Jet lag, it seems, holds little fear for the new breed of short breakers, especially those willing to splash out on a flat bed in business class. Hong Kong, set on a dramatic neon-lit harbour, is Asia’s most thrilling city, a culture shock of night markets and dim sum, songbirds and sampans, backstreet temples and bargain shopping.
Looking for something more meaningful from your next break? The National Trust runs hundreds of working holidays where you can chip in with tasks such as herding goats and repairing drystone walls. Starting at just £60, these breaks allow you to meet like-minded people while helping to conserve the countryside.
If you’re planning a family gathering to celebrate a special birthday or anniversary, or want to get together with friends for the weekend, consider renting a large house. Some of the grander mansions give you the option of a private chef, so you can ensure everyone is fed and watered without having to fret about shopping, cooking or washing up.
On the Suffolk Heritage Coast, Aldeburgh is one of Britain’s prettiest seaside towns.
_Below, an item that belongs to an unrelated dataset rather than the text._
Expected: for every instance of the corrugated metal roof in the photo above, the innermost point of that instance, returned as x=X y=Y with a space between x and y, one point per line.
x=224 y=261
The Wentworth Hotel gazes across the shingle beach with an air of solid reassurance. Brightly furnished with antiques, log fires and Russell Flint prints, special touches include binoculars in its sea-facing rooms and a bar menu that occasionally lapses into Swahili.
The ideal way to get to know the richly diverse landscapes of Europe and the UK is on two feet. Travelling from the mountains to the sea, you’ll pass through medieval hill towns, vineyards, forests and fishing villages. Each evening your luggage will be waiting at your hotel, so you can unwind over a delicious meal featuring regional food and wine.
It’s easy to overlook the sheer beauty on our own doorstep. Britain’s rich artistic, architectural and musical heritage lends itself perfectly to the style of holiday offered by Martin Randall Travel: small groups of likeminded people led by expert guides. You could tour the seascapes that inspired Turner, visit grand country houses or walk Hadrian’s Wall.
One of the classic ‘see before you die’ destinations, the rose red city of Petra, carved straight out of the sandstone escarpment, ranks alongside the Pyramids as a triumph of ancient architecture. With its scores of temples, palaces, theatre, tombs and a museum, it’s a rewarding destination, even if only for a short stay.
Hitting the sweet spot between old-fashioned style and a contemporary feel can be a tall order, but Pen y Dyffryn, on the Shropshire-Wales border, gets it bang on. Cosy without being chintzy, it is set amidst lush rolling hills and wooded glades. A walk across the hills is the best way to work up an appetite for the spectacular dinners.
The crucible of the Renaissance, Florence is packed with art and architectural treasures. You can avoid the inevitable crowds by travelling out of season, but if you are tied to busy times at least lower your stress levels by pre-booking timed entry to the Uffizi. The best time to see David is when the doors of the Galleria dell’Accademia open.
Even the approach to this grand Palladian mansion, along a mile-long drive arching through 500 acres of parkland, is outstanding. Just six miles from Bath, Lucknam Park offers an array of activities including walking trails, horse riding, swimming and tennis, plus fine dining and a superb new spa.
If you’re single, by choice or circumstance, there’s no need to holiday on your own. Travel in company with a singles specialist such as Solos which has a wide choice of fun-packed breaks at home and abroad, all hosted by a tour leader who will ensure everyone mixes and gets the most from their trip.
Private jet travel is not the sole preserve of the mega rich. Get together with a few friends and a trip to Paris and lunch at a Michelin-starred restaurant can cost less than £1,000 each. It’s not just the onboard luxury you’ll love. You can fly from a hassle-free local airfield and even if you’re late, the aircraft will wait for you.